Today, my best friend for the last 21 years has agreed to share her story. Angi and I have been through everything together - the awkward days of junior high, show choir camp and acting in the community theatre during our high school days, rooming together in college - yep, all four years and we're still BFFs - navigating the big city of Chicago and the new independence of a career. I got married first and I had babies first, so I've been able to give Angi lots of advice, sometimes unsolicited, but there's one thing that I can't help get her ready for...
Being a corporate traveler's wife has a million pros and cons, and in today's economy with jobs scarce, I'm guessing husbands and partners are willing, more than ever, to travel far and wide for that perfect job opportunity (or, at least one that will pay the mortgage, right?). At the same time, there are a number of us who've been living this way for quite some time. Often, our friends don't understand how we are able to make it work, and sometimes we don't either.
In my case, Michael has been traveling since we moved in together - about 5 1/2 years ago. For the most part, I was okay with it in the beginning...until we started contemplating marriage and children. Due to the economy, Michael is still traveling three and a half years into our marriage.
And now, the baby that was a "hypothetical" years ago is on her way.
I don't know what I was thinking. I mean, for some reason this entire facet of my life completely escaped me once we became pregnant. I was skating blissfully along for about four months, imagining what our baby would look like, pondering cool names, and reading all of the on-line articles that came my way, but then I started reading "the book."
Though she wished me no ill will, one of my dearest girlfriends lent me "the book," exclaiming how true-to-life it is, as it describes the laughable animosity that often arises between stressed out, sleep-deprived, new parents battling over the responsibilities of raising their infant.
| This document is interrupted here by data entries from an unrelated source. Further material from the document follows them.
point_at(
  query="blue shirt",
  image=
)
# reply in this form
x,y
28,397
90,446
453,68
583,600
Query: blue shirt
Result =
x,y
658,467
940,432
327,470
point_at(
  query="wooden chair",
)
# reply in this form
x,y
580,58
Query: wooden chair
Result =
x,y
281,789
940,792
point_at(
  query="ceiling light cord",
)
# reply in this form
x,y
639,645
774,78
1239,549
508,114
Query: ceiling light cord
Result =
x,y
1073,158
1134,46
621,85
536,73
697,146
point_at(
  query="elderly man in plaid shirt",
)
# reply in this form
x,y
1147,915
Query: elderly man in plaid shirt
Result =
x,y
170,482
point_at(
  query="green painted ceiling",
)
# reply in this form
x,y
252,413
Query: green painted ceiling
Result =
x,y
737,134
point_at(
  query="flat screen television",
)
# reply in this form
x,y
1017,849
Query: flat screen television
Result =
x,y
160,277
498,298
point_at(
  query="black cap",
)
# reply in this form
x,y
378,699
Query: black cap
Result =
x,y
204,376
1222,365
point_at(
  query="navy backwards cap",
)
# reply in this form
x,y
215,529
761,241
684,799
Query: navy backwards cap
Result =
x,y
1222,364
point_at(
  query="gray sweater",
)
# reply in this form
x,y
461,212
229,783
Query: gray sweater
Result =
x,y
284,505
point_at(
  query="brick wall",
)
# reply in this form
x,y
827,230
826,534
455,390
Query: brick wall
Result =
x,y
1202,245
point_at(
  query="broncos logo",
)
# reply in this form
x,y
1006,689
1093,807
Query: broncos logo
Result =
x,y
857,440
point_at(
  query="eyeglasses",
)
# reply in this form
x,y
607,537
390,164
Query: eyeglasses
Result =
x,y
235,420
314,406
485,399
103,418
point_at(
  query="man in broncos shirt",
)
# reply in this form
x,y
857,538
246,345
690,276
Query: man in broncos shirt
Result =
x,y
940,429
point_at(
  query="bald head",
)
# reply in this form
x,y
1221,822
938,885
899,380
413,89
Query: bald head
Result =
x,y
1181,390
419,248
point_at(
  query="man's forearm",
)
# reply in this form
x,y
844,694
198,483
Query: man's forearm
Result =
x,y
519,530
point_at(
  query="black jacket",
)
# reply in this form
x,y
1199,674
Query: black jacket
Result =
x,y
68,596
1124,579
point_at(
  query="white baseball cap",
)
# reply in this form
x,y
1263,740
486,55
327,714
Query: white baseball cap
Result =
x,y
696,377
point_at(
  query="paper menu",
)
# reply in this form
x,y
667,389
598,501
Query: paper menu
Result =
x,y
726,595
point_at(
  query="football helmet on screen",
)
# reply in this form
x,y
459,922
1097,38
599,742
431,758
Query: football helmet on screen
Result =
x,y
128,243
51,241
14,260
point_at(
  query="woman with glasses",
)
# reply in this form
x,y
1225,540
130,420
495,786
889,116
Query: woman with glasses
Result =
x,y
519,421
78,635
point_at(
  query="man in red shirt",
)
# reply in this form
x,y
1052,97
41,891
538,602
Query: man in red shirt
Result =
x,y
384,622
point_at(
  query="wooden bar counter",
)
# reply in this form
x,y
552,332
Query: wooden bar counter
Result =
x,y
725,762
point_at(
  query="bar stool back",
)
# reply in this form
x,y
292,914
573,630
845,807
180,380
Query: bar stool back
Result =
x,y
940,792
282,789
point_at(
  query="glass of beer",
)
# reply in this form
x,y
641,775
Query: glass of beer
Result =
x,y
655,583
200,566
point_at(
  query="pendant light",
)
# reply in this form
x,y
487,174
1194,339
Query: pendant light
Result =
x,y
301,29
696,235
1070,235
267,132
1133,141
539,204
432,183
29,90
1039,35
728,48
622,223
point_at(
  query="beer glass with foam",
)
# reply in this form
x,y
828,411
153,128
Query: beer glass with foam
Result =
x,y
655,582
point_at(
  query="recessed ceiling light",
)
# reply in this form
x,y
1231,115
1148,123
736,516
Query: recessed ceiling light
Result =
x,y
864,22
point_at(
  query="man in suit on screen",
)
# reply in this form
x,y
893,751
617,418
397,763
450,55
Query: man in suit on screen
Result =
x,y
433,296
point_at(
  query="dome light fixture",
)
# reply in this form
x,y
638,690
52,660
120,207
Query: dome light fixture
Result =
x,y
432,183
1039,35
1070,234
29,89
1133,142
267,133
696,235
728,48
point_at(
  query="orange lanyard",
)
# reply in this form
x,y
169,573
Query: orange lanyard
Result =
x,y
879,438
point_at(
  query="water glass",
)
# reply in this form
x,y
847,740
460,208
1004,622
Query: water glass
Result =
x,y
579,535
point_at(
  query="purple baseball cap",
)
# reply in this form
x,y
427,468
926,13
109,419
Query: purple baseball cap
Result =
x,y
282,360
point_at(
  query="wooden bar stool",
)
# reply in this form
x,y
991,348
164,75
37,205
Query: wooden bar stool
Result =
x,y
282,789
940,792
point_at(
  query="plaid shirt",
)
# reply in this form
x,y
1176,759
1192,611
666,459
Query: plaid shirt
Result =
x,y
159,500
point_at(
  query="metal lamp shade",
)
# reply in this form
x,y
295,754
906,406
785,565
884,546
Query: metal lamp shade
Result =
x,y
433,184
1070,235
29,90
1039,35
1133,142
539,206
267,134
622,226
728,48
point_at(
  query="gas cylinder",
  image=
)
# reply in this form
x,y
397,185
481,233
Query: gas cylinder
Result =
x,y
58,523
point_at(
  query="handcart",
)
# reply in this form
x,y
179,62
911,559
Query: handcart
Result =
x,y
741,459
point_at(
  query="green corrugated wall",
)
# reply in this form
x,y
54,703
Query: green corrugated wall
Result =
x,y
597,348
However, rather than giggle and turn down the corners of pages to share with Michael, I burrowed deeper into the couch and pulled the blanket higher up around my chin.
Each word in "the book" was like a sledgehammer, pounding me deeper and deeper into reality. As each page described battles over butt wiping and fights over feeding, I realized none of them would apply to me - not a single word. Why? Because Michael won't be here. I will be the one getting up at night to feed and change the baby - alone. I will be the one soothing the baby when s/he cries - alone. I will be the one taking the baby to the doctor's office if something should go awry - alone.
Will I alone be the only one bonding with the baby?
It really hit me: essentially, I'll be doing a two-person job by myself. Husband and wife teams go nuts from the lack of sleep in those early months. What will happen when it's just me? And how will Michael build a connection with the baby he sees only three days a week?
Now, I'm not trying to start a pity party here. It's just that "the book" invoked a revelation -- just not the one that was intended. It's been eating away at me, this reality that's suddenly mine.
This isn't like the other challenges I've learned to handle on my own as a corporate traveler's wife, like changing a flat tire, managing home improvement contractors, or flying back from Europe solo. It seems so much more scary, so much more important. How can we make this work? How can we parent this child together when, well, when we're seldom together?